There are some of those which start to open up. But I have to say thanks to additive manufacturing, which is making many things easier. Factories try to go back from Asia or Eastern Europe back to their locations because now the the difference also in wealth or the prices are not so high as it was like thirty or forty years ago. of course. But many also are creating new factories in Europe.
What are the specific use cases that COGNIMAN is focusing on?
We have two from the processing industry. One is on the glass fibre production. In this case, we want to reduce the waste. There are many glass fibre producers in the world and to keep the one in Europe competitive, we know that production has a lot of waste. So we need to minimise the waste so that you increase productivity. The second one is steel production, which is about increasing efficiency in logistics and warehouses. How to basically improve the time to transport or to pick up the product from the warehouse and to send it to the customers or send it to the production side. So it’s more about efficiency and productivity. So the first one, the glass fibre is in Norway. The second is in Italy and then we have the third one, which is about additive manufacturing. It’s in Ireland and it is about medical implants, which are not manufactured by hand, but you have additive manufacturing like 3D printing. It’s a massive manual operation that has to be done afterwards to fulfil medical requirements which are high. So that’s why how we can use robotics and automation and AI to to deal with reducing the cost to make it competitive. And then there is the fourth one, which is deburring. You know, you have this production of energy infrastructure or large infrastructure, which is not something that you can, like finish it as you do automotive industry. It’s a big part. You have a lot of humans working around and the idea is how to make their life or the working life of those people easier because it’s very hard and tough to use robots to help with deburring work and that is in Spain.
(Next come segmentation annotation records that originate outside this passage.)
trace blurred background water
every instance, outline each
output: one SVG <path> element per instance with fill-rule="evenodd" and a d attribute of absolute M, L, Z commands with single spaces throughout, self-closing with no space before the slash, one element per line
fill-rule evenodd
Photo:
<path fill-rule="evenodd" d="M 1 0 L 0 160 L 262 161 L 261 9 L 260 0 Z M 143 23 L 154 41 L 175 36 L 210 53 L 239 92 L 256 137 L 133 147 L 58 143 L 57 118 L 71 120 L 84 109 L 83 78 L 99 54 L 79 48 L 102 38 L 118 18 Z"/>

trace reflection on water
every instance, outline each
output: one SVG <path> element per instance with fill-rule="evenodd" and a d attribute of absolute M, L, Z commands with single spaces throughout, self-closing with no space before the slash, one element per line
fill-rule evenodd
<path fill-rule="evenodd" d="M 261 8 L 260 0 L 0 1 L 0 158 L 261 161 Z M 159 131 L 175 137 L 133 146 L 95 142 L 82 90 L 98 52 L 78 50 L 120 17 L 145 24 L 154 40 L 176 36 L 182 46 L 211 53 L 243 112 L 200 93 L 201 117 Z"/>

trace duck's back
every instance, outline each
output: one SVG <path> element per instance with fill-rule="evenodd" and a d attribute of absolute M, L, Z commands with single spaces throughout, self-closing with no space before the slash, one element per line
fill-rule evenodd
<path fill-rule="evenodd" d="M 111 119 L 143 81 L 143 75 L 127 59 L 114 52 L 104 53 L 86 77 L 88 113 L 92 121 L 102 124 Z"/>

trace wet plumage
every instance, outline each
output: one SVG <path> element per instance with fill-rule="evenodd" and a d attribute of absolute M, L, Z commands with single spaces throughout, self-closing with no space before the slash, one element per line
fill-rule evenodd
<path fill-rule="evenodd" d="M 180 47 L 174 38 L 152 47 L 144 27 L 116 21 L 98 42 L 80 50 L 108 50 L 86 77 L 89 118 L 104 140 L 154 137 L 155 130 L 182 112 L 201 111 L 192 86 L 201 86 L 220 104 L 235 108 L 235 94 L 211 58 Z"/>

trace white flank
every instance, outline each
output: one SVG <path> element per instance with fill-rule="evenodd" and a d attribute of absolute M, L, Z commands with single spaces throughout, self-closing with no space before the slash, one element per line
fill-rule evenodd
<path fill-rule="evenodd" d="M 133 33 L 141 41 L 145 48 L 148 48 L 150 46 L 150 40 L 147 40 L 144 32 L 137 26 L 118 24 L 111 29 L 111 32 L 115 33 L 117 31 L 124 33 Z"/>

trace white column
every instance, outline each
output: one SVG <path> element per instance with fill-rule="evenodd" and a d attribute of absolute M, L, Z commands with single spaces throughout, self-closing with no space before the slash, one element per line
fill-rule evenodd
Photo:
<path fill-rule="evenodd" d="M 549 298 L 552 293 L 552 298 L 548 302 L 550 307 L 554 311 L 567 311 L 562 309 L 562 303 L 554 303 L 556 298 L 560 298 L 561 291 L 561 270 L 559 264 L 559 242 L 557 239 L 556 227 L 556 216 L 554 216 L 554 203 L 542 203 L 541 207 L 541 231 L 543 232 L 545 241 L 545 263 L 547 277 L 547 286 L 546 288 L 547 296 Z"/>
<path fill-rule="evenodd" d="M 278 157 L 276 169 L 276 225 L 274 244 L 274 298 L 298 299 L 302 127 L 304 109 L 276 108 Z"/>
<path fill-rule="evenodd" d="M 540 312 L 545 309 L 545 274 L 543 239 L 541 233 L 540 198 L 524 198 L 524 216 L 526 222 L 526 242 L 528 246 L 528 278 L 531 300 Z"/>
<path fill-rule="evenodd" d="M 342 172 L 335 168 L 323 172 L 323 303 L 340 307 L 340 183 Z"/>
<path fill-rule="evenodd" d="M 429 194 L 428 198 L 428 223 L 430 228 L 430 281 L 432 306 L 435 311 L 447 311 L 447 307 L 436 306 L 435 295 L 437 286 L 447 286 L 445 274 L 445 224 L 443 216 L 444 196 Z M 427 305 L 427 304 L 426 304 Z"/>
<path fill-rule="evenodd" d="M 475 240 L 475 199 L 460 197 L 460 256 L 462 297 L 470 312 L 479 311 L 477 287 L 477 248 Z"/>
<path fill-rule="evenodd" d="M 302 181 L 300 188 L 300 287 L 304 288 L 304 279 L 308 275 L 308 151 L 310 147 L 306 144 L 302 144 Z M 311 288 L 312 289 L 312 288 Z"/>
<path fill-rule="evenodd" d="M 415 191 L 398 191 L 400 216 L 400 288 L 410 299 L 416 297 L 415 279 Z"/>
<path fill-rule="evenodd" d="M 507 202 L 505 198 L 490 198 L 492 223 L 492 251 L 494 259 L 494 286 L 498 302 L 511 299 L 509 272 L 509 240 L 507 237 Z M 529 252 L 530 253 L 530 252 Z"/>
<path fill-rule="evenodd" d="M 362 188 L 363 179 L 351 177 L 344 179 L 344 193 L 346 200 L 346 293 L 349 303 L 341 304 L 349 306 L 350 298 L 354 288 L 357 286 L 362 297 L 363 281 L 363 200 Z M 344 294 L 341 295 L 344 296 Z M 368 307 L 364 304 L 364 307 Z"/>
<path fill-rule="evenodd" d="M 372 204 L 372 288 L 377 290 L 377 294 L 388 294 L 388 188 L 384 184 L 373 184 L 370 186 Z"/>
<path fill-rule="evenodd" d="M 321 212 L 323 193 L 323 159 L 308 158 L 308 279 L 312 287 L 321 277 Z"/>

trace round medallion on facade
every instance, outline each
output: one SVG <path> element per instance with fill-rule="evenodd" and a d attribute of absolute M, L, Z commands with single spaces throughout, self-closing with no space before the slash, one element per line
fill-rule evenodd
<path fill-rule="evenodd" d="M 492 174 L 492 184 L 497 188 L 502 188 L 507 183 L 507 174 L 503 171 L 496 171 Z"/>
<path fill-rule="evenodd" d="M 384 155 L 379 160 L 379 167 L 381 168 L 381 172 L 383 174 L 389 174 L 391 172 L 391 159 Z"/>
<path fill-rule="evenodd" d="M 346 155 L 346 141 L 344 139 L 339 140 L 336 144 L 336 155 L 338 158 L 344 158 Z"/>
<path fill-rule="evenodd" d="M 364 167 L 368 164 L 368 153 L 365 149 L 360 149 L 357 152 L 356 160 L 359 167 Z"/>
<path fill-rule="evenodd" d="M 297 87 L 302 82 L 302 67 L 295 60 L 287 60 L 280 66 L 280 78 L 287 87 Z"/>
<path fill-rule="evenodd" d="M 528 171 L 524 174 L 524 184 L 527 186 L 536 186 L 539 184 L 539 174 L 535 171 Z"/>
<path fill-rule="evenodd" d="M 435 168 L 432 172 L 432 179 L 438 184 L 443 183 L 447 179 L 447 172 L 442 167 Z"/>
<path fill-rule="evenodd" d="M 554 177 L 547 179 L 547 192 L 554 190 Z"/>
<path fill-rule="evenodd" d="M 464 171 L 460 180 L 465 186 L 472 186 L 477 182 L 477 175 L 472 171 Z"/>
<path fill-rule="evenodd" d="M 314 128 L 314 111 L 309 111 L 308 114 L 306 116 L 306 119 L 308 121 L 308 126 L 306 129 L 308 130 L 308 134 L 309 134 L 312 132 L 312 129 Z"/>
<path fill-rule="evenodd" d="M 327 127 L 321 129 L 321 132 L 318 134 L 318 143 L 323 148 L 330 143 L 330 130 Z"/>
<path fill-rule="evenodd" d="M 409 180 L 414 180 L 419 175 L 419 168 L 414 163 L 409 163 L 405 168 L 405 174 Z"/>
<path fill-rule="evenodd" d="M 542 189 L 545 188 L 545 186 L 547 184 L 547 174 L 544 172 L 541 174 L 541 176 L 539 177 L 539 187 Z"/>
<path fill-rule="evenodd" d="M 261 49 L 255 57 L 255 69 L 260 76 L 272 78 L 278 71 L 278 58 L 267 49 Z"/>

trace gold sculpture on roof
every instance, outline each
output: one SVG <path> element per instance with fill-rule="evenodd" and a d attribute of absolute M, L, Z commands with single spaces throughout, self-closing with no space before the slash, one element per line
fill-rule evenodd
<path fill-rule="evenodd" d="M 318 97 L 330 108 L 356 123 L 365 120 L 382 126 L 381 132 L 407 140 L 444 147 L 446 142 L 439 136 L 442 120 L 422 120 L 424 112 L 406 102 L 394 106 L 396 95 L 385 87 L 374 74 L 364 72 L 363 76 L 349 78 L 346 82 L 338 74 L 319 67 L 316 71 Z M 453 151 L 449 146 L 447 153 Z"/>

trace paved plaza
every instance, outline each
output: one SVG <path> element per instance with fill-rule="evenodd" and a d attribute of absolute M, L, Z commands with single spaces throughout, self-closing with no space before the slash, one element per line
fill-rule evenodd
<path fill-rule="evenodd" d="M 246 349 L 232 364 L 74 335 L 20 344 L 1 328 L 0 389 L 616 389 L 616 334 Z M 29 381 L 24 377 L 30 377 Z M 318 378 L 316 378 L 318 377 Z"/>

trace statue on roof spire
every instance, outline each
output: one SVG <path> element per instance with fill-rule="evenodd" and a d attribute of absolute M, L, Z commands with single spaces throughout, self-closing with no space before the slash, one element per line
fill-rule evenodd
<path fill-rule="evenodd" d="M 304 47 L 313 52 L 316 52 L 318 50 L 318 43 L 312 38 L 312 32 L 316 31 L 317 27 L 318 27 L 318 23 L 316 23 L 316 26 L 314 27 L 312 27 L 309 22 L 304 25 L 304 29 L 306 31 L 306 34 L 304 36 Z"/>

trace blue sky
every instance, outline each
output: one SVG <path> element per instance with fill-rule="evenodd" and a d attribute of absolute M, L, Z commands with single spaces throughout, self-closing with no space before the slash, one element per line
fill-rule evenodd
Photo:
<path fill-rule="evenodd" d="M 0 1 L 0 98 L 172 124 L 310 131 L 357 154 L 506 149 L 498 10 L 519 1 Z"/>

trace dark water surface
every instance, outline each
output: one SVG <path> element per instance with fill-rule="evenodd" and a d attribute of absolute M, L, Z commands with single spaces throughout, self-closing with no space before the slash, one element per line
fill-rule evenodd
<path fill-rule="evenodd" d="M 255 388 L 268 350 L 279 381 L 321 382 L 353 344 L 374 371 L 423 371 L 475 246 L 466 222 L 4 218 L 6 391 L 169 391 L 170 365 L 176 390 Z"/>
What ties these diverse use cases together?
There is no solution that works for everyone. But there is a kind of connection point which is about how to use AI and analytics, for instance, for all cases. How we can use sensors of perception methods? How to perceive them for anomaly detection? There are three use cases which use robots. It’s a human-robot interaction. Then you have a simulation environment. And then you have kind of one-to-one or one-to-three matching components that two pilot or three pilots are sharing together, like robotics.
People are an important factor in automation. How does COGNIMAN ensure the operators are kept informed?
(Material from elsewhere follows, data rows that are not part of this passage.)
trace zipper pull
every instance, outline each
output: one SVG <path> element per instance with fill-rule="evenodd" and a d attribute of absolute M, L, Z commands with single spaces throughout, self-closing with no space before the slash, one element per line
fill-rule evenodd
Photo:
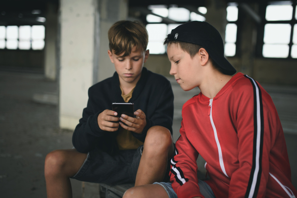
<path fill-rule="evenodd" d="M 209 99 L 209 105 L 208 105 L 208 115 L 210 115 L 210 109 L 211 108 L 211 106 L 212 105 L 212 99 Z"/>

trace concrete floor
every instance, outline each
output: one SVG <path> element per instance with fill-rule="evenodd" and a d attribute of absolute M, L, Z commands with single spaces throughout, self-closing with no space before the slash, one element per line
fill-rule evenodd
<path fill-rule="evenodd" d="M 179 136 L 183 104 L 199 92 L 185 92 L 172 81 L 175 94 L 174 140 Z M 297 188 L 297 88 L 263 86 L 271 95 L 285 132 L 292 169 Z M 45 198 L 44 160 L 48 153 L 72 147 L 72 131 L 58 127 L 58 108 L 36 103 L 34 94 L 57 93 L 56 82 L 41 74 L 0 71 L 0 197 Z M 203 171 L 203 159 L 198 167 Z M 81 183 L 71 181 L 73 197 L 81 198 Z"/>

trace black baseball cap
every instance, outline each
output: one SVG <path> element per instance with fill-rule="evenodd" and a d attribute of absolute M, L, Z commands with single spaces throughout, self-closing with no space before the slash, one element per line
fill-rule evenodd
<path fill-rule="evenodd" d="M 177 27 L 167 36 L 167 42 L 178 41 L 199 45 L 205 49 L 223 73 L 233 75 L 236 70 L 224 56 L 224 44 L 219 32 L 204 21 L 191 21 Z"/>

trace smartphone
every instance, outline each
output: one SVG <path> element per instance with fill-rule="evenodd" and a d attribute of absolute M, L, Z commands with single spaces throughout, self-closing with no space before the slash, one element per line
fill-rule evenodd
<path fill-rule="evenodd" d="M 134 117 L 134 104 L 133 103 L 113 103 L 112 110 L 118 113 L 117 117 L 125 114 Z"/>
Yeah, the operators have to be involved from the beginning. No one would know better than the operator about his daily tasks. So we have to involve them from the beginning. How to make your life easier and the life of future people easier so that manufacturing in Europe will be attractive and we can build plants because even if we build robotics in the future, without people, if no one is interested in manufacturing, then you will not get the plant in Europe.
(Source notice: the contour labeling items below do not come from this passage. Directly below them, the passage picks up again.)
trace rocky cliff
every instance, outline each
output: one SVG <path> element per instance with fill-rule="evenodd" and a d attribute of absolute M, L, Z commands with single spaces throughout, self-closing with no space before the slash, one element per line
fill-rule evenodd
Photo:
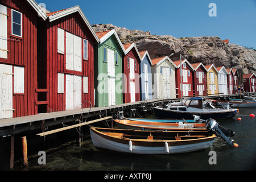
<path fill-rule="evenodd" d="M 243 47 L 224 43 L 218 36 L 175 38 L 171 35 L 152 35 L 150 32 L 120 28 L 112 24 L 93 24 L 96 31 L 115 29 L 123 43 L 135 42 L 139 51 L 148 51 L 151 58 L 170 56 L 172 60 L 179 55 L 190 63 L 213 64 L 237 68 L 238 73 L 256 73 L 256 52 Z"/>

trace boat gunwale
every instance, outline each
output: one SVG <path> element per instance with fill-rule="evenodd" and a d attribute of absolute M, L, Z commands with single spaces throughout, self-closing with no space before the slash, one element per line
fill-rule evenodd
<path fill-rule="evenodd" d="M 100 135 L 100 136 L 110 140 L 113 142 L 129 144 L 129 142 L 131 140 L 133 142 L 133 144 L 138 146 L 144 147 L 163 147 L 164 146 L 164 143 L 167 142 L 170 146 L 182 146 L 185 144 L 192 144 L 195 143 L 198 143 L 201 142 L 204 142 L 207 141 L 210 141 L 214 140 L 217 136 L 215 134 L 211 134 L 210 136 L 205 136 L 205 137 L 201 137 L 196 139 L 182 139 L 182 140 L 168 140 L 168 139 L 130 139 L 128 138 L 121 138 L 115 137 L 114 136 L 110 136 L 107 134 L 107 132 L 104 133 L 98 131 L 97 129 L 101 129 L 102 128 L 97 128 L 94 127 L 90 127 L 91 131 L 94 132 L 96 135 Z M 123 129 L 112 129 L 117 130 L 127 130 Z M 137 130 L 134 130 L 137 131 Z M 155 132 L 150 131 L 147 131 L 147 132 Z M 161 131 L 161 132 L 180 132 L 180 131 Z M 181 131 L 182 132 L 182 131 Z M 200 131 L 201 132 L 201 131 Z M 202 132 L 205 132 L 204 131 Z M 207 132 L 205 132 L 207 133 Z M 154 136 L 154 135 L 153 135 Z M 204 141 L 204 142 L 203 142 Z"/>
<path fill-rule="evenodd" d="M 127 121 L 128 123 L 125 123 L 125 121 Z M 130 119 L 114 119 L 114 121 L 116 123 L 122 125 L 123 126 L 127 126 L 130 127 L 135 127 L 137 128 L 144 128 L 147 129 L 154 129 L 154 130 L 206 130 L 205 129 L 205 123 L 188 123 L 189 125 L 193 125 L 194 127 L 193 128 L 179 128 L 179 127 L 174 127 L 175 126 L 178 127 L 179 123 L 171 123 L 171 122 L 146 122 L 146 121 L 135 121 Z M 143 125 L 143 126 L 138 126 L 136 125 L 135 123 L 133 123 L 135 122 L 139 122 L 139 124 L 144 125 L 148 124 L 148 125 Z M 149 123 L 150 123 L 151 125 Z M 138 123 L 139 124 L 139 123 Z M 159 126 L 163 127 L 154 127 L 155 126 Z M 167 126 L 167 127 L 164 127 L 164 126 Z M 201 127 L 201 128 L 200 128 Z"/>

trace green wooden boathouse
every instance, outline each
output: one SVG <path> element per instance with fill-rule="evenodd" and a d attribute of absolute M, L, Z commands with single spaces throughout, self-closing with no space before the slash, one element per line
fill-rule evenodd
<path fill-rule="evenodd" d="M 122 56 L 125 50 L 114 30 L 97 32 L 94 48 L 95 106 L 123 104 Z"/>

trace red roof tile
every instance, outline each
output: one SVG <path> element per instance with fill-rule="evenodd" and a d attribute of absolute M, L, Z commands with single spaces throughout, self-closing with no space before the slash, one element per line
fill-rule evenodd
<path fill-rule="evenodd" d="M 218 71 L 218 72 L 220 71 L 220 70 L 221 70 L 221 68 L 222 68 L 223 67 L 216 67 L 216 69 Z"/>
<path fill-rule="evenodd" d="M 182 62 L 184 61 L 184 59 L 181 60 L 181 64 L 182 64 Z M 173 62 L 177 67 L 180 64 L 180 60 L 175 61 L 173 61 Z"/>
<path fill-rule="evenodd" d="M 65 10 L 67 10 L 67 9 L 63 9 L 63 10 L 59 10 L 59 11 L 53 11 L 53 12 L 51 12 L 51 13 L 47 13 L 46 15 L 48 16 L 51 16 L 52 15 L 54 15 L 55 14 L 56 14 L 57 13 L 61 12 L 61 11 Z"/>
<path fill-rule="evenodd" d="M 158 58 L 155 58 L 153 59 L 151 59 L 152 64 L 152 65 L 156 65 L 158 63 L 160 60 L 162 60 L 164 57 L 166 57 L 166 56 L 160 57 Z"/>
<path fill-rule="evenodd" d="M 243 76 L 243 78 L 249 78 L 253 75 L 253 73 L 245 74 Z"/>
<path fill-rule="evenodd" d="M 101 39 L 102 38 L 103 38 L 104 36 L 105 36 L 108 32 L 109 32 L 110 31 L 112 31 L 112 30 L 106 30 L 106 31 L 100 31 L 100 32 L 97 32 L 96 34 L 98 36 L 98 37 L 100 39 Z"/>
<path fill-rule="evenodd" d="M 196 69 L 196 67 L 198 67 L 198 65 L 200 64 L 201 63 L 193 63 L 193 64 L 191 64 L 191 65 L 193 67 L 193 68 L 194 68 L 194 69 Z"/>
<path fill-rule="evenodd" d="M 208 70 L 209 68 L 210 68 L 210 67 L 212 66 L 212 64 L 210 64 L 210 65 L 207 65 L 206 66 L 204 66 L 205 67 L 205 68 Z"/>
<path fill-rule="evenodd" d="M 145 52 L 146 52 L 146 51 L 140 51 L 140 52 L 139 52 L 141 58 L 142 58 L 142 57 L 143 57 L 144 54 L 145 53 Z"/>
<path fill-rule="evenodd" d="M 131 44 L 133 44 L 133 43 L 123 44 L 123 46 L 125 48 L 125 49 L 127 50 L 127 49 L 129 48 Z"/>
What makes COGNIMAN extraordinary?
One thing is the team. It’s very nice that you see there is really less conflict. So it’s very nice to see people are really engaged and I would like that people keep engaging all the way. Also, I see the use cases are very good because we have manufacturing, which can be like just multiplied for all the manufacturing sectors. We have the inspection and maintenance, which is a huge sector. We have additive manufacturing, a huge sector. And the logistics like the warehouse and so on, which is a huge sector. So these are all very ambitious goals, extraordinary. But I think we will have our success within this ambitious goal and that’s what makes this really a very nice journey and an extraordinary journey with the team, with the ambition and with our industry and pilots that we are working together.